É o cenário mais provável. A continuação da atual política. Lisboa continua a despovoar-se. A empobrecer. A favelar-se. A acolher cada vez mais turistas e estrangeiros reformados ou nómadas digitais. É uma política de lucros privados, no turismo, no imobiliário caro destinado a uma classe média ou uma elite estrangeira. Mas de grandes custos sociais. O crescimento da habitação miserável dos portugueses residentes e dos imigrantes trabalhadores. A expulsão de muitos residentes para periferias distantes. A pressão cada vez maior dos transportes individuais e o declínio dos transportes públicos. Uma cidade em que não vale a pena viver.
É a tentativa infrutífera de conciliar o turismo de grandes massas com a habitação de uma massa menor sempre acossada, desapossada e sob stress permanente. É procurar misturar água com azeite. Pura e simplesmente não funciona.
Cenário "Veneza-Brasília"
É o cenário mais favorável. O que melhor pode conciliar as vantagens do turismo com as necessidades da população.
Passa por afetar parte ou a totalidade da cidade ao turismo, investindo em mais alojamento local, mais hotéis, mais museus, mais atrações e divertimentos. Como o faz Veneza, cidade abandonada pelos seus anteriores habitantes e hoje completamente tomada pela indústria do turismo.
Mas em simultâneo transferir para outro local os atuais habitantes. Com a sua anuência. Com o seu contributo. Com a escolha de futuros locais, bairros e casas. Sem o atual desrespeito pelas pessoas. Sem a atual expulsão sem alternativa compatível. Como em Veneza a função residência foi transferida para a vizinha cidade de Mestre.
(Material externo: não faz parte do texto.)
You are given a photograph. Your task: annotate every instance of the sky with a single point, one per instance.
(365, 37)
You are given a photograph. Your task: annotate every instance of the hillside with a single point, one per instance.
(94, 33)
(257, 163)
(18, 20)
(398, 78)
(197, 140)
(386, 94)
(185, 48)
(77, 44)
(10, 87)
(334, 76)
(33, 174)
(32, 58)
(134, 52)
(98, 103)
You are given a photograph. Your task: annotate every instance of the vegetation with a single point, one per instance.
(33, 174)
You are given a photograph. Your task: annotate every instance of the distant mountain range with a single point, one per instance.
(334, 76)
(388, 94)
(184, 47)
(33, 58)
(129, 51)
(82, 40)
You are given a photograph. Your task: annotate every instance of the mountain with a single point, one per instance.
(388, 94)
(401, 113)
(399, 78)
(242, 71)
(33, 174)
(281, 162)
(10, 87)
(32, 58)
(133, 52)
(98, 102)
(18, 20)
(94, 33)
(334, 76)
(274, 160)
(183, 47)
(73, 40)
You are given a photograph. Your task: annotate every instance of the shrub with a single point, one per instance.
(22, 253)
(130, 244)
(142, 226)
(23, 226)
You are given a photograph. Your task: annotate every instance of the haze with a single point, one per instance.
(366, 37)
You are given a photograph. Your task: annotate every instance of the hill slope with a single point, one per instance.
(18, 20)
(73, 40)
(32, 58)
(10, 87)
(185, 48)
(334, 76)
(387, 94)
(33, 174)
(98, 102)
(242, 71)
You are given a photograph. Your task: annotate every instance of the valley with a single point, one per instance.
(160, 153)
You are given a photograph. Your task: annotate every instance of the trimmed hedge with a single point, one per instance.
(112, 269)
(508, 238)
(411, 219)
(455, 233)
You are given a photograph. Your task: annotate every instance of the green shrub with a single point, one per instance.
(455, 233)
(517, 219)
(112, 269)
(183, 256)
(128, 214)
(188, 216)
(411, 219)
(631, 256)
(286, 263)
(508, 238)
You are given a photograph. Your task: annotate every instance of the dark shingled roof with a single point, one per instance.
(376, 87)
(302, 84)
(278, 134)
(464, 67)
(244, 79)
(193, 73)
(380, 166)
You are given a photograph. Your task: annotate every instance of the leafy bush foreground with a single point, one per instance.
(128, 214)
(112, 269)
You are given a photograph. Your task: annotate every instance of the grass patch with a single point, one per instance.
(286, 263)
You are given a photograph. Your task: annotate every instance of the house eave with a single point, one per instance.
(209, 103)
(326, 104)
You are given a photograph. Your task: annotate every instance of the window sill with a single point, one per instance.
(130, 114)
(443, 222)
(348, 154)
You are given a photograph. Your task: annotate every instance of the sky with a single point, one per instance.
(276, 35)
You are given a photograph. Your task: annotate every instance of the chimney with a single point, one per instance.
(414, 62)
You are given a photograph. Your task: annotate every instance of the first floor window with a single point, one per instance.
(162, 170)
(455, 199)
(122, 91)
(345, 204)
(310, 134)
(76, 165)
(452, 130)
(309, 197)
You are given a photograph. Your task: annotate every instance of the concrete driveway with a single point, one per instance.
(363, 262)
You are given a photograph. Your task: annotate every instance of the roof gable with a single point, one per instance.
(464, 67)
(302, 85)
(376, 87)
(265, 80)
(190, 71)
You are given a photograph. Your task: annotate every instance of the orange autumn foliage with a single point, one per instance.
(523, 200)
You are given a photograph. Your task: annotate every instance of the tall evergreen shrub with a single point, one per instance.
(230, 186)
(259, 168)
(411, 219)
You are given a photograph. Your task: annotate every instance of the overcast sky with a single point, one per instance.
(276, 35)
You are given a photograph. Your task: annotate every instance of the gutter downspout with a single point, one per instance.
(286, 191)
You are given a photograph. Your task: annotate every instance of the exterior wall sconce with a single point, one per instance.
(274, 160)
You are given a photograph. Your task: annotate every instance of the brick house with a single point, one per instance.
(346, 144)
Por último transferindo a função de Capital política do país para outro local. Como o Brasil fez, criando Brasília de raiz. Deslocalizando os Ministérios pelas capitais de distrito. Teríamos assim uma capital mais pequena, mais funcional, mais amiga do ambiente e mais sustentável.
É um cenário que exige decisões corajosas, só possível com um forte investimento estatal, mas capaz de galvanizar a indústria nacional e de entusiasmar as populações se forem envolvidas.
Cenário "Cidade Residencial"
É a solução que muitos reclamam. Limitar o turismo. Circunscrevê-lo a uma área limitada. Procurar retomar o sonho utópico de uma cidade puramente residencial. É procurar parar o vento com as mãos.
Quando da mecanização da manufatura alguns artesãos opunham-se destruindo as máquinas. O sucesso de tal movimento foi nulo. Nada consegue opor-se ao progresso. Podemos moldá-lo. Podemos regula-lo. Mas não podemos, nem devemos impedi-lo.
Este é o pior cenário. O cenário do velho do Restelo, clamando pelo retorno ao passado, glorificando uma época que tendo sido boa para uns, foi péssima para a maioria.
Recordemos aqui que as casas de Lisboa, são, na generalidade, velhas, não são insonorizadas, não são aquecidas, não têm as instalações sanitárias adequadas, nem os elevadores de que necessitam, e muito menos as comodidades modernas necessárias. Viver em Lisboa é árduo para muitos. Não é um paraíso que estejamos prestes a abandonar ou dele ser expulsos. Com alternativas adequados muitos mudariam de bom grado. Obviamente, sem alternativa, ninguém quer perder a sua habitação.
Terão os nossos políticos a coragem de pensar um futuro. Apresentá-lo para discussão, alterá-lo com as boas sugestões, alocar os fundos necessários e lançar mãos à obra? Ou preferirão continuar a tradição de usar Câmara de Lisboa como simples antecâmara, apeadeiro obrigatório, da ascensão a outros cargos políticos de âmbito nacional?